Prediction of systemic drug exposure to tramadol and its active metabolite following administration of tramadol to children.

P. Healy, O. Della Pasqua. Pharmacology & Therapeutics, UCL, London, UNITED KINGDOM.

Introduction: The use of tramadol in paediatric analgesia can be controversial, as the rationale for opioid dose and dosing regimens in children has often been derived by empirical evidence. It has been licensed for use in children over 1 year of age in many European countries; however, its use has been limited to children >12 years [1]. Both tramadol and its active metabolite (o-desmethyl tramadol) bind to mu-opioid receptors. It is estimated the M1 metabolite has 200 times greater potency than tramadol in binding to the mu-opioid receptor [3]. Given its metabolic pathways, there has been concern regarding the implications for ‘ultra-fast metabolisers’, in whom the concentration can increase rapidly and lead to adverse effects; in notable cases to respiratory depression [2]. Our objective was to assess the systemic exposure to tramadol and its metabolite among paediatric populations with and without the 'ultra-rapid’ CYP2D6 phenotype variant [2].
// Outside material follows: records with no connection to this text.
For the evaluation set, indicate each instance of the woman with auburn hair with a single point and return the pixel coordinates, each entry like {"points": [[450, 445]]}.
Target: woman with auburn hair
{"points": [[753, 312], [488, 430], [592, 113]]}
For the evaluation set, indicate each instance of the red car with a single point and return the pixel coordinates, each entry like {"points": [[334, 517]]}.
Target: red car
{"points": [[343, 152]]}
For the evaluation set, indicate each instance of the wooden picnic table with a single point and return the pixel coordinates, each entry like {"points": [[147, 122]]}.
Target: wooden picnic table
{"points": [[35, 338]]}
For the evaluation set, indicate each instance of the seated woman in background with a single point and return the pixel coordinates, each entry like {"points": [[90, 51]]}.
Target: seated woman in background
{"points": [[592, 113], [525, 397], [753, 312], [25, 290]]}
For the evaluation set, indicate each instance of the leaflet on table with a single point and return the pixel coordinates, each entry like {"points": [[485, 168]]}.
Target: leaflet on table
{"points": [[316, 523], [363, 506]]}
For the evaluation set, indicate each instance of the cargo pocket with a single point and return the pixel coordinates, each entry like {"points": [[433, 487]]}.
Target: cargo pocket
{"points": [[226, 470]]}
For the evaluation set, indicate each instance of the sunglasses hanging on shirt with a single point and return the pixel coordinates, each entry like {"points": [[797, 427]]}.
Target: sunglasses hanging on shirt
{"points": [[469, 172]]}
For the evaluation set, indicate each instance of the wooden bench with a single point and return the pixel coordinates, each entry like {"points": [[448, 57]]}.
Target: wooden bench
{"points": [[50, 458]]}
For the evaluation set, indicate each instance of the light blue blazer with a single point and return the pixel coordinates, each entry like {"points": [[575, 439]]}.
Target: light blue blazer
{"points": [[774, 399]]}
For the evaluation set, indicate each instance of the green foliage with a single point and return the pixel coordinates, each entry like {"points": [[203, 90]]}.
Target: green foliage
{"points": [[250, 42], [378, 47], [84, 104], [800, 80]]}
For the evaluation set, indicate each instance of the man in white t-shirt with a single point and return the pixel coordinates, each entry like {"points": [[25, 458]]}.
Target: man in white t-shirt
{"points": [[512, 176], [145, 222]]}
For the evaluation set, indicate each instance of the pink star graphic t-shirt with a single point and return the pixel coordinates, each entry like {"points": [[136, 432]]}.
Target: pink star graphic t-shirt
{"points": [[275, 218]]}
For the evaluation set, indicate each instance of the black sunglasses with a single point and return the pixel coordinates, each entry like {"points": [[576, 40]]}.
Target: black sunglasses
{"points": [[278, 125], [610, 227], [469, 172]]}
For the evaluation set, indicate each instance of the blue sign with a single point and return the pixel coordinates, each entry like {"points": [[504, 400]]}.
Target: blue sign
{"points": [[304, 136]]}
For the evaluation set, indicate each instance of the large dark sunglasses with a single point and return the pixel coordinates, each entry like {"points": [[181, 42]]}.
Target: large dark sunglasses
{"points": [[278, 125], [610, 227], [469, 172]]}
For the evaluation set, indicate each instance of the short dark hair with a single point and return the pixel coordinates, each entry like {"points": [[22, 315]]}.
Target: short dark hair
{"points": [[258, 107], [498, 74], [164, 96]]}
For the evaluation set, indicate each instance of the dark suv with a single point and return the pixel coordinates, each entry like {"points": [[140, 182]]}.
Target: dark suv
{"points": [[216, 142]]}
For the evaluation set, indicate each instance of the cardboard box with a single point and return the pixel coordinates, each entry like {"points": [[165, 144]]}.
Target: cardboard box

Method: Plasma concentrations of tramadol and its metabolite in children aged 3 months to 18 years were simulated using a nonlinear, mixed effects modelling approach. Doses of 1, 2, 3, 5 and 8mg/kg were evaluated in a cohort of virtual paediatric patients. Cmax, AUC and Css were derived as parameters of interest. An existing population pharmacokinetic model by Bressole et al [4] was adapted for our simulations.

Results: Our simulations show that that Cmax depends on the dosage form and the exposure (AUC) of patients varies with age and weight, particularly within the first year. Whereas variability in drug exposure is driven primarily by the effect of body weight, clearance differences in ultra-rapid metabolisers lead to significantly higher levels of the metabolite in this subgroup of the population.

Conclusion: The clinical implications of CYP2D6 ultra-rapid phenotype in paediatric patients taking tramadol depend on the dose used. Our simulation scenarios suggest that titration procedures are essential in clinical practice when no prior knowledge is available about the metabolic phenotype of the patient.

References:

1. J. Vandenbossche, H. Clinical Pharmacology in Drug Development 2015, 4(3) 184-192.

2. Tramadol - FDA evaluating risks of using in children aged 17 and younger. August 21, 2015.

3. Marcia L. Buck. Pediatric Pharmacotherapy Volume 21 Number 10. October, 2015.

4. F. Bressolle. British Journal of Anaesthesia 102 (3): 390-9 (2009).